Qu'importe que nous soyons ou non d'accord avec une grande pensée, telle celle de Marx par exemple, notre critique n'aura de valeur, de profondeur et de signification qu'à la condition d'être capable d'entrer en elle avec autant d'honnêteté possible, de percevoir la lumière singulière et unique qu'elle jette sur le monde, autrement dit sa grandeur et la part de vérité qu'elle recèle. Une telle attitude n'est pas simplement "objective" ; elle requiert une forme de sympathie, la capacité de sortir et de mettre de côté nos propres opinions et représentations pour pénétrer de l'intérieur dans une pensée différente de la nôtre, qui n'obtiendra peut-être pas notre adhésion, mais qu'on ne pourra critiquer sérieusement qu'à condition de l'avoir réellement comprise.
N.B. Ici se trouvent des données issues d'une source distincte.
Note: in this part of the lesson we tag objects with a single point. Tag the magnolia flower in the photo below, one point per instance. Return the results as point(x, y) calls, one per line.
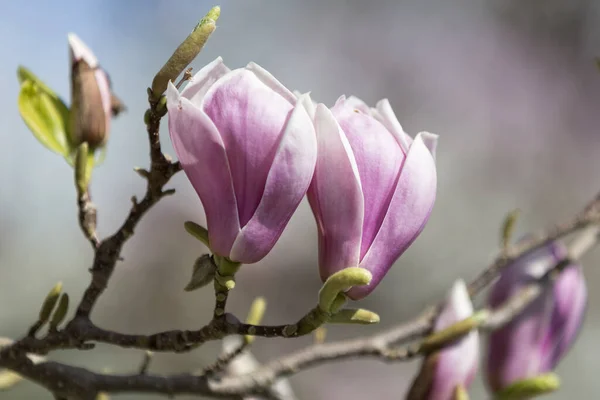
point(533, 343)
point(373, 188)
point(452, 368)
point(90, 97)
point(249, 149)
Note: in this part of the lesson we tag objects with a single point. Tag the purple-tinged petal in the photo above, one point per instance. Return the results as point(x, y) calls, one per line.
point(456, 364)
point(250, 118)
point(202, 155)
point(379, 159)
point(406, 216)
point(570, 297)
point(105, 94)
point(335, 196)
point(384, 113)
point(535, 341)
point(430, 140)
point(202, 80)
point(309, 105)
point(354, 103)
point(269, 80)
point(80, 51)
point(288, 179)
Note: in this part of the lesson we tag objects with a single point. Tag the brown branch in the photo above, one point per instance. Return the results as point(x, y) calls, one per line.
point(109, 249)
point(382, 346)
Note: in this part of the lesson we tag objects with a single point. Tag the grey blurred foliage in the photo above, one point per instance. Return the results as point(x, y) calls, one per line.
point(510, 86)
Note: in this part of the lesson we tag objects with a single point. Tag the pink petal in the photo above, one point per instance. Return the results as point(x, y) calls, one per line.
point(406, 216)
point(570, 297)
point(269, 80)
point(202, 154)
point(80, 51)
point(457, 364)
point(355, 103)
point(288, 179)
point(196, 89)
point(105, 94)
point(526, 346)
point(250, 118)
point(339, 222)
point(384, 113)
point(378, 158)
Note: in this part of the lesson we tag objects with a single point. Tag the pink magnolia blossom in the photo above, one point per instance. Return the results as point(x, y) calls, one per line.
point(248, 147)
point(456, 365)
point(534, 342)
point(373, 188)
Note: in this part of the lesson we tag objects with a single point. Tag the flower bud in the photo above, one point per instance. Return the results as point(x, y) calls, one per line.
point(248, 147)
point(373, 189)
point(534, 342)
point(447, 373)
point(91, 99)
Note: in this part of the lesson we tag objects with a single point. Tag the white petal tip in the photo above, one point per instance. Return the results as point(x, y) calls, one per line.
point(173, 95)
point(459, 299)
point(430, 140)
point(79, 51)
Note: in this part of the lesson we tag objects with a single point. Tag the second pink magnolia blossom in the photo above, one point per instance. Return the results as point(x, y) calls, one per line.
point(373, 189)
point(533, 343)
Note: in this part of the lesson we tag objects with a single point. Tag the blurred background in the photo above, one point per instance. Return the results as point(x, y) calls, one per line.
point(509, 85)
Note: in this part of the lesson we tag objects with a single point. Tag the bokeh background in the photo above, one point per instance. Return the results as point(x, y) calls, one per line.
point(509, 85)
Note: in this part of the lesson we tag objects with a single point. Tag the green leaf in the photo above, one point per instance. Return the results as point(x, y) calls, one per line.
point(529, 388)
point(45, 115)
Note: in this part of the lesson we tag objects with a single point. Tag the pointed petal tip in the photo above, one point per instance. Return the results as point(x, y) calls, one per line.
point(430, 140)
point(79, 50)
point(173, 95)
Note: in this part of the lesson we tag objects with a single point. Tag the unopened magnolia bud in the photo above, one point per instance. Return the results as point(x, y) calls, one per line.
point(50, 302)
point(530, 388)
point(61, 311)
point(197, 231)
point(186, 52)
point(533, 343)
point(82, 173)
point(340, 282)
point(203, 273)
point(355, 316)
point(454, 365)
point(91, 98)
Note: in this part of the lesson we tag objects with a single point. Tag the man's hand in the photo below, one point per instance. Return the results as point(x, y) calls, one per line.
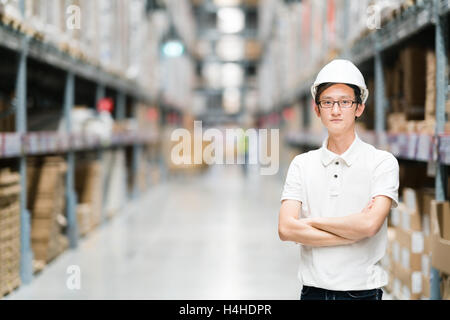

Il faut y insiter : une telle compréhension n'est pas seulement "intellectuelle" ; c'est le cœur du foyer dont elle émane, les intuitions ou les convictions fondamentales à partir de quoi le reste se construit et s'organise, que nous devons être capables de saisir, ce qu'elles contiennent de vérité (inévitablement partielle). En somme, il n'est pas de critique profonde, éventuellement radicale, d'une pensée qui ne se nourrisse d'une sympathie première envers elle. Sans quoi, la critique sera ou bien purement abstraite, ou bien idéologique ou encore tout simplement superficielle et imbécile, ce qui est souvent le cas.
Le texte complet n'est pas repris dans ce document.